Following up on our discussion from the other day, Angelika van der Linde sends along this paper from 2012 (link to journal here).

And Aki pulls out this great quote from Geisser and Eddy (1979):

This discussion makes clear that in the nested case this method, as Akaike’s, is not consistent; i.e., even if $M_k$ is true, it will be rejected with probability $\alpha$ as $N\to\infty$. This point is also made by Schwarz (1978). However, from the point of view of prediction, this is of no great consequence. For large numbers of observations, a prediction based on the falsely assumed $M_k$, will not differ appreciably from one based on the true $M_k$. For example, if we assert that two normal populations have different means when in fact they have the same mean, then the use of the group mean as opposed to the grand mean for predicting a future observation results in predictors which are asymptotically equivalent and whose predictive variances are $\sigma^2[1 + (1/2n)]$ and $\sigma^2[1 + (1/n)]$, with loss of efficiency $(2n + 2)^{-1}$.

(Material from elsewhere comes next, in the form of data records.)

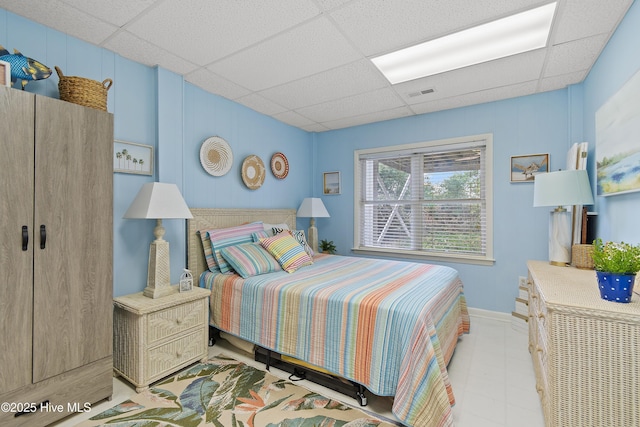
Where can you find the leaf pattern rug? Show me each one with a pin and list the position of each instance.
(226, 393)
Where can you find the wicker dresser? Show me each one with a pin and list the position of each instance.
(156, 337)
(585, 350)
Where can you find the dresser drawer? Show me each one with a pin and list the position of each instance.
(163, 359)
(170, 321)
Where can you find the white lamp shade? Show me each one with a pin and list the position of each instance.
(157, 200)
(312, 207)
(562, 188)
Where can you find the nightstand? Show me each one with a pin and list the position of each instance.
(153, 338)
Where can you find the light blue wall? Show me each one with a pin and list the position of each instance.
(525, 125)
(617, 215)
(156, 107)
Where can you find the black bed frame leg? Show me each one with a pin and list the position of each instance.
(212, 333)
(360, 394)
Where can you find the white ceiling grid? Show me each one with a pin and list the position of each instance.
(306, 62)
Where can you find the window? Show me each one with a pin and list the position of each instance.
(431, 200)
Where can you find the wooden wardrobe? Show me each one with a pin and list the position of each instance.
(56, 257)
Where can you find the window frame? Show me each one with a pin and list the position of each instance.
(450, 143)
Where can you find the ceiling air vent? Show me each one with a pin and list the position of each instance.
(422, 92)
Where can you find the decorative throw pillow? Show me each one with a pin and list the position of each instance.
(231, 236)
(208, 251)
(287, 251)
(250, 259)
(299, 236)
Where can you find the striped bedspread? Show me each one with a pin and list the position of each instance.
(391, 326)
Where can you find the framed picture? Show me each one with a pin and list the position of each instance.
(5, 74)
(331, 183)
(129, 157)
(525, 168)
(617, 150)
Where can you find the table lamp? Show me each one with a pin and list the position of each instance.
(312, 207)
(158, 201)
(561, 188)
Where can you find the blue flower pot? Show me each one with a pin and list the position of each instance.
(615, 287)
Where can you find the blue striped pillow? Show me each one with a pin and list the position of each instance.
(287, 251)
(225, 237)
(250, 259)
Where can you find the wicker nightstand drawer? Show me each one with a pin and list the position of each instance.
(167, 357)
(170, 321)
(154, 338)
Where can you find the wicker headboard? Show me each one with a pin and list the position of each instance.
(212, 218)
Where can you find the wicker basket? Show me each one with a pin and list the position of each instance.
(581, 256)
(82, 91)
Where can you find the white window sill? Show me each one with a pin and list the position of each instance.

And I’d like to pull out something from the comments, in which Brendon Brewer wrote, “I’m happy to avoid all these XIC things, as they seem like strange approximations to something I can already accomplish with marginal likelihoods.” I’d be happy to avoid “these XIC things” too—writing our paper took a lot of unpleasant work—but I felt the need to do so because comparing models is a real issue in a lot of applied research. I don’t actually do much model comparison myself—my usual approach is to fit the most complicated model that I can handle, and then get frustrated that I can’t do more—but I recognize that others feel the need for predictive comparisons.

And a key point here, which we discuss in chapter 7 of BDA (chapter 6 of the first and second editions) is that marginal likelihoods (also very misleadingly called “evidence”) do *not* in general solve the problem of predictive model comparison.

Out-of-sample prediction error (which is what AIC, DIC, and WAIC are estimating) is not the same as marginal likelihood. Via weak priors, it’s easy to construct models that fit the data well and give accurate predictions but can have marginal likelihoods as low as you want. In many settings it can make sense to compare fitted models using estimated out-of-sample prediction error, while it will not make sense to compare them using marginal likelihoods. The problem is that, with continuous-parameter models, the marginal likelihood can depend strongly on aspects of the prior distribution that have essentially no impact on the posterior distributions of the individual models. This issue is well known, but perhaps not well known enough.

On page 15, in the formula right before “In expectation: AIC and DIC”, I think there is a missing minus sign before the n/2 log(2 \pi).